Back to Pathway

Realtime monitoring of logs

examples/projects/realtime-log-monitoring/logstash-pathway-elastic/README.md

0.30.12.0 KB
Original Source

Realtime monitoring of logs

The purpose of this project is to do an end-to-end application with Pathway to monitors logs (such as nginx logs). It connects Filebeat/Logstash to Pathway (via Kafka) and send the alerts to ElasticSearch.

The project is organized in six docker containers:

  • Filebeat: this container contains the logs, and Filebeat is launch to monitors them and then the updates to Logstash.
  • Logstash: Logstash forwards the logs from Filebeat to Kafka.
  • Kafka and Zookeeper: these containers are working as a gateway between Filebeat and Pathway.
  • Pathway: the logs are received from Kafka, processed and send to ElasticSearch.
  • ElasticSearch: the alerts processed by Pathway are stored in this container.

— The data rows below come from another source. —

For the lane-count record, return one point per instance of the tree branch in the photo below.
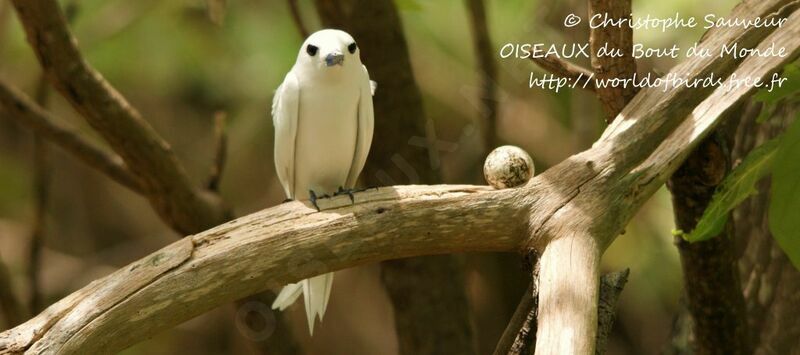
(428, 295)
(13, 310)
(591, 195)
(221, 144)
(487, 67)
(520, 334)
(565, 69)
(711, 280)
(186, 208)
(22, 110)
(613, 98)
(294, 9)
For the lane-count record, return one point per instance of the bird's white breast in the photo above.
(326, 138)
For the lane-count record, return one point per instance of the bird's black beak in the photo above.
(334, 58)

The logs are processed as follows (in ./pathway-src/alerts.py):

  1. The timestamps and messages (logs) are extracted from the JSON messages created by Filebeat.
  2. The timestamps are converted to real timestamps (instead of a ISO8601 format).
  3. We only keep the messages of the last X seconds (X=1s by default). Here the current time is the timestamp of the last log.
  4. If there are more than Y messages (Y=5 by default), we output alert=True.

To install the project, you only need to clone the repository.

How to launch the project:

  1. make in the root repo. It will start all the four containers
  2. make connect to connect to the Filebeat container.
  3. ./generate_input_stream.sh to launch the stream generation from the Filebeat container.

The updates should be received directly in ElasticSearch. To access the logs in ElasticSearch, you can do curl localhost:9200/alerts/_search?pretty. Note that ElasticSearch takes a few seconds before being available: you should wait ~15s before accessing it and generating the logs.

You can use make connect-pathway to connect to the pathway container. By adding a pw.io.csv.write(log_table, "./logs.csv") you can see the logs by typing cat logs.csv from the pathway container.

To stop, use make stop.